1693 wrote: steepair wrote: 1693 wrote:
steepair wrote:hey all...i'm a current 1L at L&C and now that i'm done with finals, i'm available for any questions you may have. i don't pretend to be the "voice" of the school, but merely "a" voice. best of luck to you all!
Well, since I was also accepted today, I guess I'll shoot you a question.
What has your experience been like thus far at L&C? Overall, do you like the school + your classmates? Is there anything we should know as potential incoming students about L&C?
Thank you and Happy Holidays!!
my (short) experience at L&C has been great! i'm a bit of a weird case, as it was not my first choice and only chose it because i had family moving up there, but i have not regretted my choice at all. the campus is beautiful, as it is in the middle of a state park, and the law school itself is pretty removed from the undergrad campus. the law campus itself is pretty small and self-contained. the professors i have had my first semester have all been of varying degrees from "good" to "great", but they have all been super approachable and seem to really care about the students succeeding. i've had a couple experiences with the career services office, and they have all been great, but...i haven't totally had to utilize them to find a job yet, so i don't know if that opinion will change. haha. but they seem to have a lot of connections and try really hard to get students work.
my classmates have been GREAT, no joke. even at finals time, i didn't see any of the super-competitive/cutthroat behavior that law students seem to be known for. people study together, share notes, talk about the readings, etc. a lot of people hang out off campus and whatnot and there are opportunities to do social stuff, if yr into that. personally, i am a littler older (33) than most of the other students, so i don't go out all that often, but i have found a pretty tight knit group of fellow students to study/hang out with. age-wise, it seems very diverse, with students fresh out of undergrad to older students embarking on a new career. basically, yr bound to find SOME group of people you'll really bond and end up hanging out/studying with, and they'll probably come from yr initial pod (at orientation everyone is put into different "pods" based on where you are living in the area [NW, SW, NE, SE]).

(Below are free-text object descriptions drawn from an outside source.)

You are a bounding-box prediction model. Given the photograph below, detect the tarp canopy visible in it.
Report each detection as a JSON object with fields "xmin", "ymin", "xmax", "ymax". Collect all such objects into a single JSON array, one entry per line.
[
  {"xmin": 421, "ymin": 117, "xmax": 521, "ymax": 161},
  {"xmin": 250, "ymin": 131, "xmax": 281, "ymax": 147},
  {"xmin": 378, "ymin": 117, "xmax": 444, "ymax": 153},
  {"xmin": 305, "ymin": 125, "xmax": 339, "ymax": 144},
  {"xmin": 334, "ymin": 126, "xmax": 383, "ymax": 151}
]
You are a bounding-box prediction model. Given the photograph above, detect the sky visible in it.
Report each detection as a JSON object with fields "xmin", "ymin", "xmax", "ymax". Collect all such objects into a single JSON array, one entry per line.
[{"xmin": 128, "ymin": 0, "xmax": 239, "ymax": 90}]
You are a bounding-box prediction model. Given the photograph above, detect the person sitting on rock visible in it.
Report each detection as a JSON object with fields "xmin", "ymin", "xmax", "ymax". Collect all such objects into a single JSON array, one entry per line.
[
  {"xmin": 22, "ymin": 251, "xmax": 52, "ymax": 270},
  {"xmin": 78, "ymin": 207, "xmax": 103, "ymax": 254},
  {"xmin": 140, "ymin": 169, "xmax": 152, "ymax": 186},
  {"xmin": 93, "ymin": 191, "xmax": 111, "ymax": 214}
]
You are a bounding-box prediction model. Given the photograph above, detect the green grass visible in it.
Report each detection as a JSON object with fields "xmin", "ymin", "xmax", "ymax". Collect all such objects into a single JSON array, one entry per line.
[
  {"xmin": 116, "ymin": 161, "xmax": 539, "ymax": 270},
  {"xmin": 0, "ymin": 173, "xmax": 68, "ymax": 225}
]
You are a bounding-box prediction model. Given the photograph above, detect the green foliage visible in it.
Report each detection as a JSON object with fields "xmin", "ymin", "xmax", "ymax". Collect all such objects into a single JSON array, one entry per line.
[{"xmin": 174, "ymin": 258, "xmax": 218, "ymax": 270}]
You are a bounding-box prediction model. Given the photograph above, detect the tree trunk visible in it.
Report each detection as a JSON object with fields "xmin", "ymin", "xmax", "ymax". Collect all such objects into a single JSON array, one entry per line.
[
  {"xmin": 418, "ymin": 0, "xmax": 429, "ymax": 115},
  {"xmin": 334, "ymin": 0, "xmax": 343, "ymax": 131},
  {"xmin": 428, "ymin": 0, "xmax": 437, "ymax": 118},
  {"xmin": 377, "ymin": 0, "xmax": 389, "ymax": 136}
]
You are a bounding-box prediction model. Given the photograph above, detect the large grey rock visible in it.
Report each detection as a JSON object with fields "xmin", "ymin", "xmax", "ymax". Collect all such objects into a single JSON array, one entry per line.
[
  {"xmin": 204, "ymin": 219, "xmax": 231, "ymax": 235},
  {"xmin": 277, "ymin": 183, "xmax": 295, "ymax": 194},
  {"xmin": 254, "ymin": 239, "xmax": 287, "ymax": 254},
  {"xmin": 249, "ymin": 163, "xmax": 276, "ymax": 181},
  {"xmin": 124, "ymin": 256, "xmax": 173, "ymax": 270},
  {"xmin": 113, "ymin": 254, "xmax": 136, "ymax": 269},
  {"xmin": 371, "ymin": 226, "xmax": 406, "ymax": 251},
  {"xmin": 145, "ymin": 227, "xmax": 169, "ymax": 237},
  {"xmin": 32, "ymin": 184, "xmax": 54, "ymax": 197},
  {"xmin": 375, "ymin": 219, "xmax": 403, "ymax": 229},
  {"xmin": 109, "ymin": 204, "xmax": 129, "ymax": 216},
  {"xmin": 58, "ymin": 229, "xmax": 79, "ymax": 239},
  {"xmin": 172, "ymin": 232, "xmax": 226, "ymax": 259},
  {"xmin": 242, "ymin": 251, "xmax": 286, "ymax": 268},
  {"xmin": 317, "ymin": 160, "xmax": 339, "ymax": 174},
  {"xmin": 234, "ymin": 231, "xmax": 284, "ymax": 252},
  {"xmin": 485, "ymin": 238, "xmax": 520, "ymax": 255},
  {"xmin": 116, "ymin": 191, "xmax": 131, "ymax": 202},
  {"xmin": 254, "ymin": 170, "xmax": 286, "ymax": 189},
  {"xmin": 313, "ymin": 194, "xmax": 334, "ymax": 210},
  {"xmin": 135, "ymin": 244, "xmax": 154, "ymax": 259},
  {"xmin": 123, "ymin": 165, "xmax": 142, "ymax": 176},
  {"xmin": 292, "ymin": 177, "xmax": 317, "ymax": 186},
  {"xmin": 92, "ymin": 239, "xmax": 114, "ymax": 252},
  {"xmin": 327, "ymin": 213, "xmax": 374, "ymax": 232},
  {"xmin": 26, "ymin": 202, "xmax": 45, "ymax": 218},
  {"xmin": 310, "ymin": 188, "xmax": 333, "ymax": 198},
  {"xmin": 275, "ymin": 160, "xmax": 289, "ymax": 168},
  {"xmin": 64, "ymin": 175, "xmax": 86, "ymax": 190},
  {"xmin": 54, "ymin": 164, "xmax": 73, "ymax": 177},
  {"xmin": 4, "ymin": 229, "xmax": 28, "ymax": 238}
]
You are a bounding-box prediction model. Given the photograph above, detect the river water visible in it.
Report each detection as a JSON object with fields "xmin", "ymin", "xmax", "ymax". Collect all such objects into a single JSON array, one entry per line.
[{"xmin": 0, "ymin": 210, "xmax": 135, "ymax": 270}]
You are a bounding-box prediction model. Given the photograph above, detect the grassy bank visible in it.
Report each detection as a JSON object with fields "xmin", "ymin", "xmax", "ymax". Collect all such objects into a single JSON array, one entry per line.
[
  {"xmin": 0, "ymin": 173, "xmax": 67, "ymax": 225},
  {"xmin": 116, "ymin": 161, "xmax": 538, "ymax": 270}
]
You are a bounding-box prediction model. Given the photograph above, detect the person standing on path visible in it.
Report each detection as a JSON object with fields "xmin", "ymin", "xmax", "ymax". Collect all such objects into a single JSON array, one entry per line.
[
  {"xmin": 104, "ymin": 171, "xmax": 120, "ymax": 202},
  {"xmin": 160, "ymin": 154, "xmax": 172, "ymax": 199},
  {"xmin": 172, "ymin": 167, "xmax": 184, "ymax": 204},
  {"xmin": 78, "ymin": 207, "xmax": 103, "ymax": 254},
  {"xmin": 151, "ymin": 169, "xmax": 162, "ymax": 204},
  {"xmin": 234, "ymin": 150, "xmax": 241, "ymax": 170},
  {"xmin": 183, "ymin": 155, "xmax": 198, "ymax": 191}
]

anything you should know as potential incoming students? hmm...visit the campus, for sure, either at the admitted students day or on yr own. if yr looking for a small school feel, then i think you will be very happy here. the only gripe i have about the school is that the food choices on the law campus are SUPER limited. the cafeteria cooks fresh food everyday, but in my experience it's fairly awful most of the time. however, the student center has a little kitchenette with a fridge and a couple microwaves, so i end up bring my lunch most of the time. or, most days one of the groups on campus have some sort of meeting/function at lunch and they usually serve food (mostly pizza), so you could eat for free on many days.
Thanks! It is nice to hear the perspective of a newer student. Do you have any recommendations as to which neighborhoods/areas to live in by chance?
well, in case you didn't already know, portland is divided up by quadrants, NW, SW, NE, SE. any time someone refers to "east", it's the east side of the willamette river. the school is located in literally southern-most part of SW. there are TONS of options for areas to live in. there are very little to no options within walking distance to campus, unless you are able to afford/want to rent an entire house. if you drive, expect at least a 15-20min drive to campus, no matter where you live (longer if yr in NE, usually).
obviously, due to it's proximity, SW is the best to live in if you want to be close to campus. multnomah village is a great little neighborhood to live in, but really, there are TONS of apartment options anywhere in SW. SW is also where the closest "burbs" are. beaverton and tigard seem to be the most popular and it is pretty easy (except for the traffic) to get to downtown portland. i technically live in one (beaverton), but i am literally one stoplight from portland proper and it takes me no more than 15-20mins to get to school. the "nightlife" extremely limited, but i don't mind because it makes studying easier. i love where i live.
NW is where downtown is located and there are some, albeit, more expensive options there. there are shops and restaurants, but again, they are probably more expensive than other areas of the city. it's also great cos the school runs a shuttle to and from downtown daily, and it runs multiple times a day.
NE is kind of a mixed bag. it is the area furthest from campus (i.e., substantially longer commute) and there are some sketchy areas, but rents tend to be cheaper there (most of the time) and there are some pockets of pretty cool areas. alberta street has a hipster vibe and has some pretty cool shops and restaurants.
SE, aside from where i live, is my favorite part of the city. my two favorite places over there are sellwood and the division street areas. both have super cool shops and great restaurants. if i could live in any other part of the city, i would live there. the only downer about that area is you'll probably get stuck coming and going to school over the sellwood bridge, which is the most dilapidated bridge ever and there tends to be a fair amount of traffic in the mornings and in the evenings due to the fact that it is only two lanes.
bottom line, if i had to give you advice, i would say, figure out how far you mind living from campus and try to pick some place based on that, especially for yr first year.